We have used LEMS to study the non-covalent protein-ligand interaction between lysozyme and NAG₃. We have used two different methods to solve for the K_d values. The first method used the ligand titration scheme that is generally used for ESI studies. This method yielded an apparent K_d value of 313.2 ± 25.9 μM which is more than an order of magnitude larger than the K_d values obtained via other conventional ESI-MS methods. An ESI ligand titration experiment was used to measure K_d value of 9.8 ± 0.6 μM. This suggests that in the LEMS experiment, dissociation of the complex is not occurring in the gas phase.
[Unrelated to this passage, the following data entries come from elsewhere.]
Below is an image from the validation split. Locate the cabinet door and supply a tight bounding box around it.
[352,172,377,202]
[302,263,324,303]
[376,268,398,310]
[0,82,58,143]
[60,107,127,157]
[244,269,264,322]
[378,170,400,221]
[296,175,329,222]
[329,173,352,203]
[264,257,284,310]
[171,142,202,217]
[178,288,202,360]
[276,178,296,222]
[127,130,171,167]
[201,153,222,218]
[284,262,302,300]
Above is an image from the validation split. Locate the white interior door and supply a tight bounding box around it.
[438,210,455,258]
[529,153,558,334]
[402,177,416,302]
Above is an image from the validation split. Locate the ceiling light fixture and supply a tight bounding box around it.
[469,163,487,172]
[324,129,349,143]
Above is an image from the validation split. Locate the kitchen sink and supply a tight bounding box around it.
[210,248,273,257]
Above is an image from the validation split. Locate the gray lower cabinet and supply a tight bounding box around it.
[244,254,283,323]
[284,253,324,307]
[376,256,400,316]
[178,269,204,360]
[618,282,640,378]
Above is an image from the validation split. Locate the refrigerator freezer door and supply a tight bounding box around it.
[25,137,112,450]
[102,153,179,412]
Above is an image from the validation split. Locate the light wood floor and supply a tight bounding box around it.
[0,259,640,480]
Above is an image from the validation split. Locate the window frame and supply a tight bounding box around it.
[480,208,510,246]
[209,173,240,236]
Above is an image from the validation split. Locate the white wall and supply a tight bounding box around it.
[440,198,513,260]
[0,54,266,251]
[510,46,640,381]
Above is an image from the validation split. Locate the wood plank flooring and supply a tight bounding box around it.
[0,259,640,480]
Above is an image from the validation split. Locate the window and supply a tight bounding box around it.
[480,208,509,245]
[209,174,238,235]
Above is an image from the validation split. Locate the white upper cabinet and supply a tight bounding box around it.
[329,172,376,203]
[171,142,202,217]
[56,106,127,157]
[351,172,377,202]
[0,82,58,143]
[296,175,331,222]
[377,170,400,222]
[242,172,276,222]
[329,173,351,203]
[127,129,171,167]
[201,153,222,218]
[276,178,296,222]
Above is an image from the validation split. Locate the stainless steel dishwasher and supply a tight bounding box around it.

We hypothesize that the apparent high K_d value measured with LEMS is because the capture efficiency and ESI droplet volume decreases the concentration of ligand and protein in the ESI droplets. Assuming the complex re-equilibrates, the decrease in concentration would increase the apparent K_d value. The second LEMS method accounts for the ligand concentration using an ESI calibration curve measured with an internal standard prior to LEMS analysis of protein-ligand solutions. The intensity of the free ligand relative to the internal standard was used to calculate the effective concentration of the ligand after the laser-vaporized sample was captured by electrospray droplets. The effective ligand concentration was then used along with protein and protein-ligand complex MS signals to determine a K_d value of 6.8 ± 1.5 μM which is in agreement to other reported values. The calibration method can be used to probe solutions containing unknown analyte concentrations. The calibration also allowed the calculation of the capture efficiency of LEMS. The measurement suggested that ~ 3.6% of the original sample concentration is captured in the ESI plume. When this is factored into the original LEMS ligand titration experiments, the adjusted K_d values for NAG₃ and NAG₄ are 11.3 and 9.0 μM respectively. These values are also in agreement with previously reported ITC K_d measurements [45].